Three Distinct Clinical Phenotypes of Immune Checkpoint Inhibitor-Induced Bullous Pemphigoid Predict Divergent Treatment Responses and Outcomes

Figure S1. Nodular-erosive type: Firm, dark brown to skin-colored nodules with characteristic surface ulcerations and crusting on the lower extremities. Figure S2. Therapeutic approach distribution among ICI-BP subtypes Stacked bars show the distribution of treatment strategies across ICI-BP phenotypes. The Bullous type was most commonly managed with systemic glucocorticoid (GC) monotherapy (80.0%). The Edematous erythema-bullous type more often used early combination therapy, including GC plus methotrexate (MTX) (55.6%) and GC plus MTX plus intravenous immunoglobulin (IVIG) (22.2%). The Nodular-erosive type showed an intermediate pattern, with GC monotherapy in 75.0% and GC plus MTX plus IVIG in 25.0%. Abbreviations: ICI-BP, immune checkpoint inhibitor-induced bullous pemphigoid; EEB, Edematous erythema-bullous; GC, glucocorticoid; MTX, methotrexate; IVIG, intravenous immunoglobulin.

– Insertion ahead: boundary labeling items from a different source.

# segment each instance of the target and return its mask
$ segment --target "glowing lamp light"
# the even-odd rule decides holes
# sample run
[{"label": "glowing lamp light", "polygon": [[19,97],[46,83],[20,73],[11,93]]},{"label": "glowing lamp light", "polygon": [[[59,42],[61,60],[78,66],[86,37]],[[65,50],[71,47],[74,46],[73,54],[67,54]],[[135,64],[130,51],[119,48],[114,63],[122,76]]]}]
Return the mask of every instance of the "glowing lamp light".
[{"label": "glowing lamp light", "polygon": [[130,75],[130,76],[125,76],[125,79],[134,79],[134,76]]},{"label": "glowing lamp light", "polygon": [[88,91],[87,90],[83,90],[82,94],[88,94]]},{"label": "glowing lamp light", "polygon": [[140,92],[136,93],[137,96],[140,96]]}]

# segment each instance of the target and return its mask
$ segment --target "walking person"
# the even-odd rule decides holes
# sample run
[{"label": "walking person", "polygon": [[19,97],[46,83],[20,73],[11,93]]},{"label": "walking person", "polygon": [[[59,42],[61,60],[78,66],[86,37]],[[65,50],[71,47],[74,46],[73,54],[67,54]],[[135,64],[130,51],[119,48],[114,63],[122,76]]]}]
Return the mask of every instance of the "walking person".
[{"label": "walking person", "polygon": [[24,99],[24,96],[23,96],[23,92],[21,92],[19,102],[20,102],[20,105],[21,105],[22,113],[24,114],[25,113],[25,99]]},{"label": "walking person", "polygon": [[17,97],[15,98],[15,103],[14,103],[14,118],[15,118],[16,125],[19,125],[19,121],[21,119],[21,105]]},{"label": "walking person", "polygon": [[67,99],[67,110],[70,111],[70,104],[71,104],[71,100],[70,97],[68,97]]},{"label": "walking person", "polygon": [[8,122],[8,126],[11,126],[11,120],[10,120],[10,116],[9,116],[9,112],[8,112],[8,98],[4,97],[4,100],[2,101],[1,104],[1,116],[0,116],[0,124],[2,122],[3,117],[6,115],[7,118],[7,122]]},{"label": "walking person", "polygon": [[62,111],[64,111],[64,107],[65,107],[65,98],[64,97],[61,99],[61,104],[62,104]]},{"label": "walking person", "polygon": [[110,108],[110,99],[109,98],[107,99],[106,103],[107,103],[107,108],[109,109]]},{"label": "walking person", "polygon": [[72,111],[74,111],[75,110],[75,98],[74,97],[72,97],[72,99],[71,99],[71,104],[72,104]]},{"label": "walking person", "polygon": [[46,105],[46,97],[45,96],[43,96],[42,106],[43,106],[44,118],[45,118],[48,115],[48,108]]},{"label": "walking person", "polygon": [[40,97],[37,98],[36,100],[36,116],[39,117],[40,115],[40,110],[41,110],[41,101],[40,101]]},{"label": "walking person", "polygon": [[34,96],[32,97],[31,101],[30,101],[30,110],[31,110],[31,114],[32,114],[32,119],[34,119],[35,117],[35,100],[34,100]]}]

Figure S3. Initial steroid dose across phenotypes and disease groups. (A) Mean initial inpatient methylprednisolone dose (highest single-day; mg) across groups: sBP (30 mg), Bullous type (30 mg), Edematous erythema-bullous type (48 mg), and Nodular-erosive type (43 mg). (B) Comparison of mean initial inpatient methylprednisolone dose (highest single-day; mg) between ICI-BP and sBP. The Edematous erythema-bullous plus Nodular-erosive phenotypes used a higher mean initial dose than sBP (40 mg vs 30 mg; P = .045). Abbreviations: ICI-BP, immune checkpoint inhibitor-induced bullous pemphigoid; sBP, spontaneous bullous pemphigoid; EEB, Edematous erythema-bullous.